SUCROSE CONCENTRATION THROUGH
POLARIMETRY
A polarimeter passes polarized light through an optically active solution and measures the degree to which light is rotated by the solute molecules. Figure 1 shows how non-polarized light is transmitted through a fixed disc with very thin slits in it. The light passing through the disc is now polarized because only light of one orientation can travel through the slits. As polarized light passes through the solution, the plane in which the light oscillates is rotated a unique amount depending on the identity of the solute. A second polarizer is attached to the analyzer wheel. Light passed through the second polarizer reaches a detector and is reported as light intensity. When the user rotates the wheel, the light intensity changes at each polarizer position. Light intensity reaches a maximum when the optical rotation of the outgoing plane-polarized light matches the orientation of the slits on the analyzer disc.

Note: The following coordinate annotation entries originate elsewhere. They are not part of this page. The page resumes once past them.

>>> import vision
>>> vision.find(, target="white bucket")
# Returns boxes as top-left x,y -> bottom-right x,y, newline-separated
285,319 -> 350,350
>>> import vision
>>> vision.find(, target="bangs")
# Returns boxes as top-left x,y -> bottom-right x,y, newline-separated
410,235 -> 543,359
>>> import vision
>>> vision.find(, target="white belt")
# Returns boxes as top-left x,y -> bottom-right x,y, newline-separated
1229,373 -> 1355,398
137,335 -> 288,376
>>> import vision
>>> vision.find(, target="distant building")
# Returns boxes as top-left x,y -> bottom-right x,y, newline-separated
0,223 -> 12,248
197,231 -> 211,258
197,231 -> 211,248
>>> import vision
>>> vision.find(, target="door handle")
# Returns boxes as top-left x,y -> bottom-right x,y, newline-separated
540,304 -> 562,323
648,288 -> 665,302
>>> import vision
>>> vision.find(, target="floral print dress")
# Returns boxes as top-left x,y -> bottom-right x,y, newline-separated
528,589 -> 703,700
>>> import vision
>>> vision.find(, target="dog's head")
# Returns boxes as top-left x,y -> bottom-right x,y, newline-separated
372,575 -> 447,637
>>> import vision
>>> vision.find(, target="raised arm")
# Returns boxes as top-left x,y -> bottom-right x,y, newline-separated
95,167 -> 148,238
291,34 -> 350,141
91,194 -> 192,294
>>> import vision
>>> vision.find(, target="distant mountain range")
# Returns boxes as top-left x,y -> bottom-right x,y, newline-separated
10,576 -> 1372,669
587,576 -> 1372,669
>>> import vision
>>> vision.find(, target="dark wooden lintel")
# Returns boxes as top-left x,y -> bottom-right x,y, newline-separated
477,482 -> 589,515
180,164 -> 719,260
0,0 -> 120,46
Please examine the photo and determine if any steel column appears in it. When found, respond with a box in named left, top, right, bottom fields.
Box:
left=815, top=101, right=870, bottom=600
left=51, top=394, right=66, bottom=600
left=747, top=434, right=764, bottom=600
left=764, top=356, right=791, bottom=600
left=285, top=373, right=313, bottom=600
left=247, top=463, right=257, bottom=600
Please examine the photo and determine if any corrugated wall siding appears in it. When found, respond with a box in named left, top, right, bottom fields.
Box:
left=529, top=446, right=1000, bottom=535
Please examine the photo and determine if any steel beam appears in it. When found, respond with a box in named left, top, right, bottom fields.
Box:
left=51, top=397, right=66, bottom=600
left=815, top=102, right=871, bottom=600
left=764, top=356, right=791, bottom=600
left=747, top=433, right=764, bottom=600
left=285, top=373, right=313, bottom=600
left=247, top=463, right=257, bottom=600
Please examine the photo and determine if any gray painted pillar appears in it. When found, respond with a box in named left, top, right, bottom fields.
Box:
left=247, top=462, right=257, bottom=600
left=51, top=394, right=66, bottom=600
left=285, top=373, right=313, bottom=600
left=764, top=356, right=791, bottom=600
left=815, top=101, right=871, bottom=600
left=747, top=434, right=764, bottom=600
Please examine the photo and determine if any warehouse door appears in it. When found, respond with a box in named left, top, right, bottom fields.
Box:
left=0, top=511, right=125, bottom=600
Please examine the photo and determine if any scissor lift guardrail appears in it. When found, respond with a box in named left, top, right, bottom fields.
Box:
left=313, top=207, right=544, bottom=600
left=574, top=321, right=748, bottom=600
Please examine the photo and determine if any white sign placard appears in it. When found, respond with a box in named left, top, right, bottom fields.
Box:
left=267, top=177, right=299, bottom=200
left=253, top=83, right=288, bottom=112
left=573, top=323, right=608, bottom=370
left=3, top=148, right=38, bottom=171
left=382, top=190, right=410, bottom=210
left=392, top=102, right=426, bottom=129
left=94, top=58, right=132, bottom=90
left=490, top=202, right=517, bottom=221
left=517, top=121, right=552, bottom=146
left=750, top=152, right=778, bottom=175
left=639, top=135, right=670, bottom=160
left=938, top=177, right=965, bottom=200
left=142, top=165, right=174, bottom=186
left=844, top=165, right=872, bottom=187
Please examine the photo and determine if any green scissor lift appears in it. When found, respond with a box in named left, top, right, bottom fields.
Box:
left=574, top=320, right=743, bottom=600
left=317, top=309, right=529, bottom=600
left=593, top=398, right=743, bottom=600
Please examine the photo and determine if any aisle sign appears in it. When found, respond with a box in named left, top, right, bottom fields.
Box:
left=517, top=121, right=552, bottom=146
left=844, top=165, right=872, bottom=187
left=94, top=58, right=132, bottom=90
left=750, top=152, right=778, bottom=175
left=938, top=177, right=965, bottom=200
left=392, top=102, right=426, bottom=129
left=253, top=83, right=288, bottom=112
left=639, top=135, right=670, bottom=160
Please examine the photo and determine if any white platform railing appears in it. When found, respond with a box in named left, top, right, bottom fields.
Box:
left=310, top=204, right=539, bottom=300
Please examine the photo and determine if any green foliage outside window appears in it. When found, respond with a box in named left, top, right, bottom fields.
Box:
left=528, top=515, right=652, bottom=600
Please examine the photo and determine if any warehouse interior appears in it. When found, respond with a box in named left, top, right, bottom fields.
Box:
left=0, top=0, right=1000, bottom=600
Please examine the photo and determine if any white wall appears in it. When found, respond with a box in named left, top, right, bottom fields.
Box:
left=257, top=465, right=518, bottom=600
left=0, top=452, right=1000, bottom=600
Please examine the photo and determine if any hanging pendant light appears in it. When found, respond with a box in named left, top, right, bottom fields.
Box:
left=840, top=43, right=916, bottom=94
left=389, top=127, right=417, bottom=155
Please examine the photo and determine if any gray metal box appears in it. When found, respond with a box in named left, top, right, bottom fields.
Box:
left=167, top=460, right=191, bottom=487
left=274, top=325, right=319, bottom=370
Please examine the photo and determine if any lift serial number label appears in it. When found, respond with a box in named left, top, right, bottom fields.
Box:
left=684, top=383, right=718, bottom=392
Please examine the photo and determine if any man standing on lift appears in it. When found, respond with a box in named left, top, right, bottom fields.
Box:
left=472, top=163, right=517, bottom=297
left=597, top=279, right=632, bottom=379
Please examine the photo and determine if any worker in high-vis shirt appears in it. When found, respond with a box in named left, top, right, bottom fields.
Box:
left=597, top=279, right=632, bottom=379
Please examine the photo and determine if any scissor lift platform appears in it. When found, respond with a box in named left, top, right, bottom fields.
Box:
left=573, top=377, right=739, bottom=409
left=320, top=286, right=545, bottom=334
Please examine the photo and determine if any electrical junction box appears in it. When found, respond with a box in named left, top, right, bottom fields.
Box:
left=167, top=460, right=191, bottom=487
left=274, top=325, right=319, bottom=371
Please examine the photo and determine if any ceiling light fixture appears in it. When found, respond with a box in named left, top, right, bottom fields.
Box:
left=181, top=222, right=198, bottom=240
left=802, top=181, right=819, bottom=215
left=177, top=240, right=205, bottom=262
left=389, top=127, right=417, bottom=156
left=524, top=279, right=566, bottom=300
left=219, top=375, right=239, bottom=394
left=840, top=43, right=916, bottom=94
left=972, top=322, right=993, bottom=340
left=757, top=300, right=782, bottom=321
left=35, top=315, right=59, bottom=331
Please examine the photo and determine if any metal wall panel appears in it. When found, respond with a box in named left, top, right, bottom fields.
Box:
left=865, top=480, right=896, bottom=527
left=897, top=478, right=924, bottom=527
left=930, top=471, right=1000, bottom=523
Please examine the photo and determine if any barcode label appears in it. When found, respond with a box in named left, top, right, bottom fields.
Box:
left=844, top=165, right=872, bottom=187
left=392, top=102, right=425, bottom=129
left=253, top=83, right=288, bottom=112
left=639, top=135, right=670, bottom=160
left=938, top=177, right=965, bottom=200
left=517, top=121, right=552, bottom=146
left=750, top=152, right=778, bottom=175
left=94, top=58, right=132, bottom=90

Figure 1. How polarized light travels through a solution in a polarimeter
The specific rotation ([α]) is the angle that an optically active solution rotates polarized light as it travels through the sample. Sucrose, glucose, and fructose are optically active molecules. These enantiomers lack symmetry and have non-superimposable mirror images of themselves. At 20 °C, [α] is 66.47° for sucrose, 52.7° for glucose, and -92.0° for fructose. Dextrorotatory enantiomers rotate the plane of polarized light clockwise at a positive angle as seen by the detector. Levorotatory enantiomers rotate the plane of polarized light counterclockwise at a negative angle. Polarimetry is used routinely in quality and process control in the pharmaceutical industry, the flavor, fragrance/ essential oil industry, and the food industry. Many organic chemical manufacturing industries also rely on polarimetry to determine product purity. The optical purity of a product can be determined by comparing known specific rotation values with the measured specific rotation of compounds like amino acids, antibiotics, steroids, vitamins, lemon oil, sugars, and polymers.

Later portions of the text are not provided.